C'est ce que montre une étude parue dans l'« European Journal of Heart Failure », menée par l'Institut médico-légal de Paris, le service de radiologie de l’hôpital Sainte-Anne/GHU Paris, le département d’anesthésie-réanimation des hôpitaux de l’AP-HP Saint-Louis et Lariboisière, l’Université de Paris, l’Inserm et le CNRS.

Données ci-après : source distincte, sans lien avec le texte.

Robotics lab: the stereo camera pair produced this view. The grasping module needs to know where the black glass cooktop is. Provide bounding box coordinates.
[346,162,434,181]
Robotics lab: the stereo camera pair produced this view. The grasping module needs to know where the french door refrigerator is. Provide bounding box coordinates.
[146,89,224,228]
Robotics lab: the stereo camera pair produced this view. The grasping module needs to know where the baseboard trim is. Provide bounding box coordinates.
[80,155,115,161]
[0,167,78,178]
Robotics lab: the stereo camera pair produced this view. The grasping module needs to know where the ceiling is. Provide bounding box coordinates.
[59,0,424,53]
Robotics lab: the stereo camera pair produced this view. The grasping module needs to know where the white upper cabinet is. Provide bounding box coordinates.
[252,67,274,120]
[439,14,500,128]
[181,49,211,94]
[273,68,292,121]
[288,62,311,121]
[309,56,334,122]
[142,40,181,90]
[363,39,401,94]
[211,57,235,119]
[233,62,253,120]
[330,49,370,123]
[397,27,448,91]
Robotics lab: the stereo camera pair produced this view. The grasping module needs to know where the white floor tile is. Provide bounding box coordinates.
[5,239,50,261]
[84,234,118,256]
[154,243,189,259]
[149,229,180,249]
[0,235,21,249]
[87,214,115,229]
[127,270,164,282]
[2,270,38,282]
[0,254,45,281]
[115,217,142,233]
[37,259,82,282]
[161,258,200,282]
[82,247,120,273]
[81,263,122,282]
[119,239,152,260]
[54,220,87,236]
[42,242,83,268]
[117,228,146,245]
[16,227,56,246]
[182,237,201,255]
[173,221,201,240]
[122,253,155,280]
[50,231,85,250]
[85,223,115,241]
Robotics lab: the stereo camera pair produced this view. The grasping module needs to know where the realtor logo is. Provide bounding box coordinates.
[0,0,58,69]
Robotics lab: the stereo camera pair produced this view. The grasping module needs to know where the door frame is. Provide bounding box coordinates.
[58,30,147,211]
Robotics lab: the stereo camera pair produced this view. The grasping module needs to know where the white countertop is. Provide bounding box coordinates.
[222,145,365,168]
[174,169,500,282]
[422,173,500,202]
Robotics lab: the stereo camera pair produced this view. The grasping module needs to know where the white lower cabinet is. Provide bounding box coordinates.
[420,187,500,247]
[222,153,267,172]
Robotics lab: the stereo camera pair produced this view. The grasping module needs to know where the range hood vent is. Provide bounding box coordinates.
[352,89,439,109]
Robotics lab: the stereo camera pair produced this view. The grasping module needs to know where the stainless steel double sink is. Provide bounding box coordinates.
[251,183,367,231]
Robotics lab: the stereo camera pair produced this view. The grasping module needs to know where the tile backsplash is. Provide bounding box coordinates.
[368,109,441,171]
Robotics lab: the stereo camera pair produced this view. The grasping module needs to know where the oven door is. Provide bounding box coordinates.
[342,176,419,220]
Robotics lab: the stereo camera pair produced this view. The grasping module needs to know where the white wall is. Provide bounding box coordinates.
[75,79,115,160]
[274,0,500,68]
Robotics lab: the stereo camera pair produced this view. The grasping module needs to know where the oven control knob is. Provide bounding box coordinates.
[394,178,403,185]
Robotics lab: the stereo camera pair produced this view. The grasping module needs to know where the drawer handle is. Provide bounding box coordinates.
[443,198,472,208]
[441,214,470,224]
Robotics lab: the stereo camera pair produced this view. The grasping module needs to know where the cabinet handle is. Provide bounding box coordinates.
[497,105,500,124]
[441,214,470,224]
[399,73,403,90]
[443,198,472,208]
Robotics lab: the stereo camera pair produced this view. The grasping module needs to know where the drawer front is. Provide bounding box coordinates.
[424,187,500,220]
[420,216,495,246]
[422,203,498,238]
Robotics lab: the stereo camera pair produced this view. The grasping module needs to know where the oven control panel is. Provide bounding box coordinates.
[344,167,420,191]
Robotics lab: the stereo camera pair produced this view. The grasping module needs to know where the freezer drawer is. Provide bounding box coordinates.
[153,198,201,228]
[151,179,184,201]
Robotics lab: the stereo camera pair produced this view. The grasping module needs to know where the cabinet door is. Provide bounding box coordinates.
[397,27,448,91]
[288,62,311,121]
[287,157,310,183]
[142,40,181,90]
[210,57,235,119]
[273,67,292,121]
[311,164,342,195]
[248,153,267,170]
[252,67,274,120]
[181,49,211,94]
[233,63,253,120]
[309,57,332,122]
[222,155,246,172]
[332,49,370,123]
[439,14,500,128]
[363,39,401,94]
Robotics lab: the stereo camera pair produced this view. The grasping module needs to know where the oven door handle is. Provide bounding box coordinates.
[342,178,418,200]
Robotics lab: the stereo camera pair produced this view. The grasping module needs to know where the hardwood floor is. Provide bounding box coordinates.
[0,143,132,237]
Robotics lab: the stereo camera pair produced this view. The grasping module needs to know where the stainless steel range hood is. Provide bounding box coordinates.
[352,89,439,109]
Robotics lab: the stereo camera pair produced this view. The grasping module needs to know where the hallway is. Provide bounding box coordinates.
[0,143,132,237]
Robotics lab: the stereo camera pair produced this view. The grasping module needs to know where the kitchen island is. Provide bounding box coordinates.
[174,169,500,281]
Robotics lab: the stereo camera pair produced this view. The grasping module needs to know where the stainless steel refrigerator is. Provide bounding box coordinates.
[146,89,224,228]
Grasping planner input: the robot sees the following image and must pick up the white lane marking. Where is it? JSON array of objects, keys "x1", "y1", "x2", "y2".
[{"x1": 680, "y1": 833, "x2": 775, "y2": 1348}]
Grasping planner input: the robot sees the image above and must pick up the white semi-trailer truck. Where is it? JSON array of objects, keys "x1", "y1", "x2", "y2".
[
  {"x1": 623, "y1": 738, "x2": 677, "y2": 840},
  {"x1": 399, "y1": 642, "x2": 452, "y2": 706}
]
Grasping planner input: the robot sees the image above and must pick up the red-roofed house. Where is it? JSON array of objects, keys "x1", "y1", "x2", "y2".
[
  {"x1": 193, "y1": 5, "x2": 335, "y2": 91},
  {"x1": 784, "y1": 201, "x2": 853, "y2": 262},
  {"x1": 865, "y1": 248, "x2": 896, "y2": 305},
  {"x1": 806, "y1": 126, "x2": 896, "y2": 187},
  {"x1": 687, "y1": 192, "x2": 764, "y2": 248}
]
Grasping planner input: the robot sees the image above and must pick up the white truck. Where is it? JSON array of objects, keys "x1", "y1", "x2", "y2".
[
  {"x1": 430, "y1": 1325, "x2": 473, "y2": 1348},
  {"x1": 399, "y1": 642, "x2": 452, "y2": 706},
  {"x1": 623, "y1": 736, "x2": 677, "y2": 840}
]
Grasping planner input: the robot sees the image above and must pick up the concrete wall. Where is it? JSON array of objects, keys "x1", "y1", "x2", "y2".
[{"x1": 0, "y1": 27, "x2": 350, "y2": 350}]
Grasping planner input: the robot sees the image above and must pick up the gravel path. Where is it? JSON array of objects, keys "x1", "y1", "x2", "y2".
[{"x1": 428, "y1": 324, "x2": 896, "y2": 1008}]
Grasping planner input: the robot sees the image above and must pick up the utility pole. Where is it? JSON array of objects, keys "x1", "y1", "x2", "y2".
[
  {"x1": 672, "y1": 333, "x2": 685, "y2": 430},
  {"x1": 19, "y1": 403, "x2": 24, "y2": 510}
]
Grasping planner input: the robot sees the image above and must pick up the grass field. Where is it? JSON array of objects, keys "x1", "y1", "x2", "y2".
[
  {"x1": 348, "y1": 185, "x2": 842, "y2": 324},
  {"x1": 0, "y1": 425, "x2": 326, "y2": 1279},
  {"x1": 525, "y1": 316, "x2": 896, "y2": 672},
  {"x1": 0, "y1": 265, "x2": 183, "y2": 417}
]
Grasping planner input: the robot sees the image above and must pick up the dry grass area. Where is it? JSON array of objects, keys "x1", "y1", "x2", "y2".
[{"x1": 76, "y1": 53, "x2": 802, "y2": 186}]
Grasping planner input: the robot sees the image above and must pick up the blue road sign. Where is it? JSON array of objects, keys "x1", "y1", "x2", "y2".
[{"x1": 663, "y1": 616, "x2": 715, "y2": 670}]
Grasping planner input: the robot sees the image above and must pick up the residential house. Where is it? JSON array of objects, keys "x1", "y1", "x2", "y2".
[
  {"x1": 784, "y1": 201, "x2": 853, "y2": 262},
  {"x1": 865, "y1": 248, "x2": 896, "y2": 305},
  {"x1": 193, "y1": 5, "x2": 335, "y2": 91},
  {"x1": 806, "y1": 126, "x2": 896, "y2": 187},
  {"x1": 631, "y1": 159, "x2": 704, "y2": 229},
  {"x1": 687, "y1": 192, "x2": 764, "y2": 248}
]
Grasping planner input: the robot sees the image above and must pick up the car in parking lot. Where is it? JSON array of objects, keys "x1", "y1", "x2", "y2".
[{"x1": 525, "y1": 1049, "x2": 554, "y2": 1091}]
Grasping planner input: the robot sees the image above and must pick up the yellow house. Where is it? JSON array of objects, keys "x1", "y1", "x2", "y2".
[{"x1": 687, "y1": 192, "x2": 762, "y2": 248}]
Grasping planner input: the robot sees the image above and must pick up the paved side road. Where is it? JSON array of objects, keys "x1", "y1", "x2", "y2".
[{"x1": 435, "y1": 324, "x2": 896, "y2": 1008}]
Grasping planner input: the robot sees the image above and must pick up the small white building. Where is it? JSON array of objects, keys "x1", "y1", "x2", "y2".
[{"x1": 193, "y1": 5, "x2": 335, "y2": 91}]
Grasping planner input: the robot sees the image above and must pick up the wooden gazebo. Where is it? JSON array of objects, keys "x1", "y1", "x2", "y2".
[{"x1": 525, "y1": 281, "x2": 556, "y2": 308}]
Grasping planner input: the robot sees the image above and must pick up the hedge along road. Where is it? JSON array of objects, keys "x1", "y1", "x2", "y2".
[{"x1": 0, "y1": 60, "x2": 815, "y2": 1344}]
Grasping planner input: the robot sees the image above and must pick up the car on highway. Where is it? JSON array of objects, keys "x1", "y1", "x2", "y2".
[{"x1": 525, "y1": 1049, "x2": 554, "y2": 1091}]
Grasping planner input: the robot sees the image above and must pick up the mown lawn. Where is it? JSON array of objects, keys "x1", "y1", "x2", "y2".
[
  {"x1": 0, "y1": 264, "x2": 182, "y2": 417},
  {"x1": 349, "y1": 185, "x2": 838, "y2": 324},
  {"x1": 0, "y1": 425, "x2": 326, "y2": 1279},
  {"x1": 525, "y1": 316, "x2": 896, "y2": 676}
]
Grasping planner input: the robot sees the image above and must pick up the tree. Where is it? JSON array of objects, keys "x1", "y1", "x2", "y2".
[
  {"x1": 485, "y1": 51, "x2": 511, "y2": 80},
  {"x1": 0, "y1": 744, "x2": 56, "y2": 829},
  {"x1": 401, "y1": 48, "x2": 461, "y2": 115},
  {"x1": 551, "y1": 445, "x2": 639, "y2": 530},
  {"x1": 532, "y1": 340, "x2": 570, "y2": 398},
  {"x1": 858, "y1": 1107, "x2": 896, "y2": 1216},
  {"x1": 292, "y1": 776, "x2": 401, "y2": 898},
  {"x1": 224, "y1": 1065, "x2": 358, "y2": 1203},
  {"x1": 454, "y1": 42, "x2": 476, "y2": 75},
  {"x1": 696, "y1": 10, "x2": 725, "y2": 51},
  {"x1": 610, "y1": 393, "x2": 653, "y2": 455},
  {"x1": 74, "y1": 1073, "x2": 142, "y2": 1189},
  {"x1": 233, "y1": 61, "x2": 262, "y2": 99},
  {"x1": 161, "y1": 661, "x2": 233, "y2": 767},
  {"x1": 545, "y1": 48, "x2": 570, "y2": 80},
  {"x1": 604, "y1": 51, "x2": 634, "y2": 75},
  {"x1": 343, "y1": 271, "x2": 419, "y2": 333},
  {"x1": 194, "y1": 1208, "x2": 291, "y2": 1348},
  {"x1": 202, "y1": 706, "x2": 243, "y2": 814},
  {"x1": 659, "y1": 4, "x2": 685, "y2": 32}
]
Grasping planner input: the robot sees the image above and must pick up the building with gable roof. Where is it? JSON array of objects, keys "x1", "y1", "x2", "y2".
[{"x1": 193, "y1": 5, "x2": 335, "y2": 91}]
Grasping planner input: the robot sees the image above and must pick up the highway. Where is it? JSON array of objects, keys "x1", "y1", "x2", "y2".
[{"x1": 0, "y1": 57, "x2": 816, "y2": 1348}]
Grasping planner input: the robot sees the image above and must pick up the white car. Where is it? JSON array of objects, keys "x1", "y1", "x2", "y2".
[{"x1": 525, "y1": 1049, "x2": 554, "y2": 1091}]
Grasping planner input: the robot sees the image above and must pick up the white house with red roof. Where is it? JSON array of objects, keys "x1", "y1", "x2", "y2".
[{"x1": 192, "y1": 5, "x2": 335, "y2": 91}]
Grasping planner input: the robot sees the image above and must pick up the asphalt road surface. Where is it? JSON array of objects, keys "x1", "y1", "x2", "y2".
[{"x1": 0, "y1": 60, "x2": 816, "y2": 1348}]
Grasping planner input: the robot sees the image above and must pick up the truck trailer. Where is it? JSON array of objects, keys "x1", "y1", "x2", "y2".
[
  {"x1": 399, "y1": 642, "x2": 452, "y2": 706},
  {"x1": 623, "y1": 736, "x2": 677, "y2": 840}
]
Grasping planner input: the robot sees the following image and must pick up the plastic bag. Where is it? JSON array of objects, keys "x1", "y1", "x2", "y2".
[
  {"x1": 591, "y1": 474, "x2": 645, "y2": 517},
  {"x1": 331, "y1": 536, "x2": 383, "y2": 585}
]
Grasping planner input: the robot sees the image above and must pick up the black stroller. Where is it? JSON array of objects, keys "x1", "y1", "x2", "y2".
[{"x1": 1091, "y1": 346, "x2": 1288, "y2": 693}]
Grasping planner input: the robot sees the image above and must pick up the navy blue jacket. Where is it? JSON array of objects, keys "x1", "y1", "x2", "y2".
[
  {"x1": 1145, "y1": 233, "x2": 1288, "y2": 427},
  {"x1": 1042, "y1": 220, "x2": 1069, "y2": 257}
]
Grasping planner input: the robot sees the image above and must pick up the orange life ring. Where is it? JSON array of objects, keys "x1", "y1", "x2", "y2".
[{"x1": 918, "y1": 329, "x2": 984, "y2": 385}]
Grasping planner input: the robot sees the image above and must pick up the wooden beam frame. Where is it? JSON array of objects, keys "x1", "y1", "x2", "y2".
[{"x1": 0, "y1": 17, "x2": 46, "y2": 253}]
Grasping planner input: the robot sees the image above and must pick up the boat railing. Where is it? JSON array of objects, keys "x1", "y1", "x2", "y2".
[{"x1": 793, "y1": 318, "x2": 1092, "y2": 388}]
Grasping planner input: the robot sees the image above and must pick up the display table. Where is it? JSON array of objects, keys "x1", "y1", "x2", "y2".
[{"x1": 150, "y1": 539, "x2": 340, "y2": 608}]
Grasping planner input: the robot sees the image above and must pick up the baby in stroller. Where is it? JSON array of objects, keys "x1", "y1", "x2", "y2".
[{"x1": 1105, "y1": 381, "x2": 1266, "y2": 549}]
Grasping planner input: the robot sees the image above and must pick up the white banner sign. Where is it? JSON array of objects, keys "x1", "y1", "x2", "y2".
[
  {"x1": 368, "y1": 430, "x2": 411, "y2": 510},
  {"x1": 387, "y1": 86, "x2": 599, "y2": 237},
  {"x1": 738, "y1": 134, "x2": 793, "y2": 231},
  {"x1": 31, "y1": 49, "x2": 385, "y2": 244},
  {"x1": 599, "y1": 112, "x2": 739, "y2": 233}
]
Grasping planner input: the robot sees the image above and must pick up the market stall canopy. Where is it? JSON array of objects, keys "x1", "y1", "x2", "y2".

Réalisation de scanner corps entier
« L'Institut médicolégal de Paris prend en charge les corps pour lesquels une autopsie est indiquée. Sur décision judiciaire, le service de radiologie de l’hôpital Sainte-Anne peut être amené à réaliser des scanners corps entier pour une identification ou pour déterminer la cause du décès. C'est le cas pour les personnes isolées et décédées à leur domicile pendant l'épidémie et pour lesquelles un certificat de décès n'a pas été établi », explique au « Quotidien » le Dr Joseph Benzakoun (hôpital Sainte-Anne/GHU Paris), premier auteur de l'étude.
Les scanners réalisés chez 86 patients suspectés Covid-19 entre le 23 mars et le 7 avril 2020 ont été comparés à ceux réalisés sur 334 individus durant la même période en 2019 (groupe contrôle).
« La plupart des individus suspectés d'avoir été infectés par le Covid-19 n'ont pas été testés par RT-PCR, car les tests manquaient alors », note le Dr Benzakoun. La suspicion de Covid-19 était donc basée sur le contexte clinique (diagnostic établi au préalable, informations fournies par les pompiers ou les autorités judiciaires…) et la réalisation d'un scanner thoracique post-mortem.
Beaucoup plus de décès inexpliqués chez les patients Covid
Les morts subites inexpliquées étaient beaucoup plus fréquentes dans le groupe Covid-19 (79 % des cas) que dans le groupe contrôle (21 %).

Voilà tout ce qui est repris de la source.